The dilemma here is this: I want to get married (and I don't care if it's all about how society's just pressuring me to marry...) to a GIRL. No harm in that. I'm a boy, pretty ok looking. Relatively ok body. I'm basically ok. I can get a girl if I want to. I just never did. Too scared perhaps? That when I do find that someone, she'll see me for who I am - GAY.
GAY. I'm still not used to that word. I don't want to be called one. But I am.
It started way back when I was young. I already knew.
I remember, singing to songs by the Spice Girls, or dancing to Madonna... Being teased... So often for being too soft, too girlie. It annoyed the hell out of me. I don't want to be gay. I want to make my momma PROUD. So somewhere along the way, I matured man enough. But not enough for people to stop doubting my sexuality. I like the way I am, the way I act... It's not gay enough, but it gives reason for doubt. It's like I can lure men, at the same time give them a bit of distance...
Getting married. It's so, fairy-tale like. White everywhere. Flowers galore. (I'm not into those things for your information.) But I do want one family: 5 children, hopefully 1 of them is straight to carry on my name. And a wife. A lovely wife: pretty, normal, everything I can ask for. And then somewhere on the sides, a man. Who'd pretend to be my best friend.
So tell me this: Given the fact that I want to get married... How else can I come out? My throats itching to say the words: I'm Bi (I prefer Bi over Gay, ANYTIME) - to my mom, my brother, and my best friends... But come wedding day... They'd be staring at me, and pitying the girl I'd marry. How much love can I give? They might ask. How much?
Why am I even considering? It's simple, really. I've got a clique where every single person is a single straight man.
1. I never had a girlfriend
2. I don't talk about how I masturbate, and the women I masturbate about
3. I don't have a girl I like
4. I "don't do porn" (just to avoid saying I check out a gay website regularly... HAHA)
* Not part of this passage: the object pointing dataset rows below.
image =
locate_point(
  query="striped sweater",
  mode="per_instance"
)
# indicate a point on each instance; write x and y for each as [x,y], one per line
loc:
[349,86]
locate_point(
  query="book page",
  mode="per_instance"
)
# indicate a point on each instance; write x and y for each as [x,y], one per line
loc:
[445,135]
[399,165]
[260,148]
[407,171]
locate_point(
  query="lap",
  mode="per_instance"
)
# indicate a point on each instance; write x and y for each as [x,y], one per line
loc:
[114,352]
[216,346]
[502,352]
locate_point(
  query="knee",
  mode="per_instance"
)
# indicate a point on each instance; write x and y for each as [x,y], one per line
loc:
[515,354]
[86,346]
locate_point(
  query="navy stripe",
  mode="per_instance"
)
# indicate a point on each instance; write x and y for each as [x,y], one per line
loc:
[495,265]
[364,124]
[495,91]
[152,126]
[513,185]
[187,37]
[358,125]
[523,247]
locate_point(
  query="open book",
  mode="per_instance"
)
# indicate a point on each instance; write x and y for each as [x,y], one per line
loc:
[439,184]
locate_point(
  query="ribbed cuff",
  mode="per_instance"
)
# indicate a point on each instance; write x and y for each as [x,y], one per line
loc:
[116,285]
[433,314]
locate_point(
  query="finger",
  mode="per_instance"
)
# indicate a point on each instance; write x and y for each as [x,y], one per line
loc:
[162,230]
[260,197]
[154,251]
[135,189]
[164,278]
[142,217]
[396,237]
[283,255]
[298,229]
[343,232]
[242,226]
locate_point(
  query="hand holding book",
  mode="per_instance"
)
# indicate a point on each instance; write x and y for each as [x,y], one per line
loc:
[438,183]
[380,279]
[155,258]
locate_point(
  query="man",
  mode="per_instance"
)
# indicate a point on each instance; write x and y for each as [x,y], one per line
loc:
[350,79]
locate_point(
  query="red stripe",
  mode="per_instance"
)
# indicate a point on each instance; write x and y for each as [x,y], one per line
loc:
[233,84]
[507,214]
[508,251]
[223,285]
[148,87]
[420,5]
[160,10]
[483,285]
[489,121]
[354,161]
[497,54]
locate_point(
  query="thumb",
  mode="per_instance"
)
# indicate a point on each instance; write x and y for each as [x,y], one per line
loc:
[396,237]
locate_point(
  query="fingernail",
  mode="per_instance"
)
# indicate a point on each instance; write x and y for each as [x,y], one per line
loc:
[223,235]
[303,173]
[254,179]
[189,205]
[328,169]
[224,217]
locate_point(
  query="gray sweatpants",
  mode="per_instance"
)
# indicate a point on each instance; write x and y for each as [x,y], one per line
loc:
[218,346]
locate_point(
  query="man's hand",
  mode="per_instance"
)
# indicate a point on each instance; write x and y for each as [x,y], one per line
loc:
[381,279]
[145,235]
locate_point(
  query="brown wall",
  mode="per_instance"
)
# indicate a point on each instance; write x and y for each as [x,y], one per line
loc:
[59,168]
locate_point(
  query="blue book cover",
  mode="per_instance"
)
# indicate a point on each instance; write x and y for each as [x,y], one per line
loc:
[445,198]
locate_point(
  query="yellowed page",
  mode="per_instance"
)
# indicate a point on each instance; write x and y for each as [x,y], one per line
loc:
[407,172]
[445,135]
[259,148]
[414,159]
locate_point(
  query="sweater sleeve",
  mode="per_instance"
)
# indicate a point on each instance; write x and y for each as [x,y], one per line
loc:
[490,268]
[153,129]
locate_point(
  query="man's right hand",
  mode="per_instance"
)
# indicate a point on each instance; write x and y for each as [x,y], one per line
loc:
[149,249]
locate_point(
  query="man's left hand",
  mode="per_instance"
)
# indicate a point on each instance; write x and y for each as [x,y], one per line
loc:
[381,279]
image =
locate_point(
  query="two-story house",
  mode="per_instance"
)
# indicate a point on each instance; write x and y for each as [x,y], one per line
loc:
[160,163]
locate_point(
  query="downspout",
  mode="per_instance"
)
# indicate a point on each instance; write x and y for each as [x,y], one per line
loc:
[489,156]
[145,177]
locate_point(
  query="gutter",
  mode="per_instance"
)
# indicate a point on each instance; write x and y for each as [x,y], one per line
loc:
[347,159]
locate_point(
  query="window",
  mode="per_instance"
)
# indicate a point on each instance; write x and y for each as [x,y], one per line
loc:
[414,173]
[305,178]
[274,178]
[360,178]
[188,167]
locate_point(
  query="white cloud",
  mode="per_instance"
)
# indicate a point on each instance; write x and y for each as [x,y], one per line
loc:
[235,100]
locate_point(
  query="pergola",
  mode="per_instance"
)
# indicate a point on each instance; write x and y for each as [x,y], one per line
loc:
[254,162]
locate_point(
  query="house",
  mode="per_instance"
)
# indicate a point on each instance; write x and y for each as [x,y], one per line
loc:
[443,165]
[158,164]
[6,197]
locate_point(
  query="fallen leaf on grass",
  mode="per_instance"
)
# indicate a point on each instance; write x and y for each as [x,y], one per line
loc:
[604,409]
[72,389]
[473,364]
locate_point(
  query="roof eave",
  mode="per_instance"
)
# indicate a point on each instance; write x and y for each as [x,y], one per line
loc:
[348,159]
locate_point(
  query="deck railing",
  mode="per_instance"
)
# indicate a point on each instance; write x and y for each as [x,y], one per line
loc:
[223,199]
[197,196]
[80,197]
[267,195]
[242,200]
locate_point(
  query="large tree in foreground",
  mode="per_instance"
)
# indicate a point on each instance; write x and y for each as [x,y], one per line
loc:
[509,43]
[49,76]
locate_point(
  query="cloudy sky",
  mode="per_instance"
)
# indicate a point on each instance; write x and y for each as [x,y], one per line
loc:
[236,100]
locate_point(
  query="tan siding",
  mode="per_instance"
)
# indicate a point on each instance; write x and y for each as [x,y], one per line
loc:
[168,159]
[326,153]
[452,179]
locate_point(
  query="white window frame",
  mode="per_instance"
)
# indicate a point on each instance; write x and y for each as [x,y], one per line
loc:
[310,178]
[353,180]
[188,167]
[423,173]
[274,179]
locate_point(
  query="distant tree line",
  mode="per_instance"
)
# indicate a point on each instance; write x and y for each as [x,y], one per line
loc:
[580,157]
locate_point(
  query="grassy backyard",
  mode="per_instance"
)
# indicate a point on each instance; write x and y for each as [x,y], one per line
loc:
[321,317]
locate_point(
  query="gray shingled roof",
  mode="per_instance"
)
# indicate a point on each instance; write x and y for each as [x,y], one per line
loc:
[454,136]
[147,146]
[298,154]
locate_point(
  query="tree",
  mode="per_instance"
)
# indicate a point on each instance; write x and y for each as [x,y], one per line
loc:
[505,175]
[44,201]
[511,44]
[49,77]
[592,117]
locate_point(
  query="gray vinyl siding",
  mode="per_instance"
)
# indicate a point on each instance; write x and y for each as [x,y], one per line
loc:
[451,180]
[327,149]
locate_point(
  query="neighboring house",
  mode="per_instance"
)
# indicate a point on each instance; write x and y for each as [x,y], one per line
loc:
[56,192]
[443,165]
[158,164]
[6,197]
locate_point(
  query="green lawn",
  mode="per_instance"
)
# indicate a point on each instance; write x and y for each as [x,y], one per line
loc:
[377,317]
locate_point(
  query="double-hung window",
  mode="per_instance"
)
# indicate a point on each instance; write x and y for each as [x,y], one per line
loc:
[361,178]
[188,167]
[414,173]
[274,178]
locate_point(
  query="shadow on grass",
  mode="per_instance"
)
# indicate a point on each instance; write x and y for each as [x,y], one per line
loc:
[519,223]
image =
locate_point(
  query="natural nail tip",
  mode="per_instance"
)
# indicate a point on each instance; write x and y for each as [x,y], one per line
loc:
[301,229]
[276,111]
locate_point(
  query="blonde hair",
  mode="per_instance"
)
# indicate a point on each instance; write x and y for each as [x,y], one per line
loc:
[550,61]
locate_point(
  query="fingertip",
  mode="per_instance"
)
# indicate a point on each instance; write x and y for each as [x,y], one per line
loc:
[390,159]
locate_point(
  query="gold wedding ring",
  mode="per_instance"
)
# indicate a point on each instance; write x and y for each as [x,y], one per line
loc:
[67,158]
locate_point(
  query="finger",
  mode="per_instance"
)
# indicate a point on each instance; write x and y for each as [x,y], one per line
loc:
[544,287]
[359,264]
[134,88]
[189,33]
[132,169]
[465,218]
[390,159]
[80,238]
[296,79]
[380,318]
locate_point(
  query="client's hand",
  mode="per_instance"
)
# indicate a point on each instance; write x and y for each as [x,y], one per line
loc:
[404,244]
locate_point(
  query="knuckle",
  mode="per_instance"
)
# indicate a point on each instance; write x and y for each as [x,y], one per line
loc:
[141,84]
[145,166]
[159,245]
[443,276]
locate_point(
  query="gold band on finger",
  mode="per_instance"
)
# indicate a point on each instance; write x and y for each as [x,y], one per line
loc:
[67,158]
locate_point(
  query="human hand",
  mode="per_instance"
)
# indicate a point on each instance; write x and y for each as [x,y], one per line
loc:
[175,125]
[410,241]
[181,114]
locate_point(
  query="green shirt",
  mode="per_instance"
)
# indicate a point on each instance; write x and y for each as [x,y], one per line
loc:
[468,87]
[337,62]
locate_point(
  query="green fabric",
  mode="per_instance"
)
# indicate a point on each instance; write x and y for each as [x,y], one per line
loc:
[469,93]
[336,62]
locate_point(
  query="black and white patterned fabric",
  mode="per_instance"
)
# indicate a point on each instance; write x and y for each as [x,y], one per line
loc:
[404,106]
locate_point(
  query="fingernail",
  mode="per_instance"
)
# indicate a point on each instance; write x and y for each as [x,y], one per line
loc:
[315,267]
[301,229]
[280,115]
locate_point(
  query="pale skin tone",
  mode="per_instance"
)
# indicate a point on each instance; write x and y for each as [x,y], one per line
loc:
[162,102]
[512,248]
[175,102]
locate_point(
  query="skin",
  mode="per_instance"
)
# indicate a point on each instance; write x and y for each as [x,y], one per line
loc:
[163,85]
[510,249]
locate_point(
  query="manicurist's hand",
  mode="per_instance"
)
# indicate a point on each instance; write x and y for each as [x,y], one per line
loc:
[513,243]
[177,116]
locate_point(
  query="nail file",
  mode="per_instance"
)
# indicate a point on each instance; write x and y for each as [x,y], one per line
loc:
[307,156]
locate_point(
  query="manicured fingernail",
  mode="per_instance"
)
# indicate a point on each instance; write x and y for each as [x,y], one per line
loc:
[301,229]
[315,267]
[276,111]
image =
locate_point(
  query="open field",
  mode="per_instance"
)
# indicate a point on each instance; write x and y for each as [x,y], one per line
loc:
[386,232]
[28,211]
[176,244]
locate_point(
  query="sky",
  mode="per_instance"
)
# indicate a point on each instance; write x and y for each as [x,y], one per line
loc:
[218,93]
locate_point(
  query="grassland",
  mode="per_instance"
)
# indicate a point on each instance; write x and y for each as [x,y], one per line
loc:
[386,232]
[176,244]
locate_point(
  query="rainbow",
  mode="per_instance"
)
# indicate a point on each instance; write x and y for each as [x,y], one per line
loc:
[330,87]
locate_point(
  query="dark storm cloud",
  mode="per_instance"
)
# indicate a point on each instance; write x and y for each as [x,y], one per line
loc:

So they eventually pressured me into coming out. Circling me and telling me - COME OUT. I KNOW YOU HAVE SOMETHING TO SAY. JUST SAY IT NOW. WE'RE SENIORS, IT DOESN'T MATTER TO US, WE'LL STILL LOVE YOU AS A FRIEND.
BUT.
It's no easy task.
I JUST CAN'T YELL IT OUT.
Call me a coward.
Just call me that.
But if you can prove that YOU can get married without this burden on your back. Then MAYBE, I can reconsider my stand.
I don't feel gay about being gay. A cure? or an answer? What do I really need?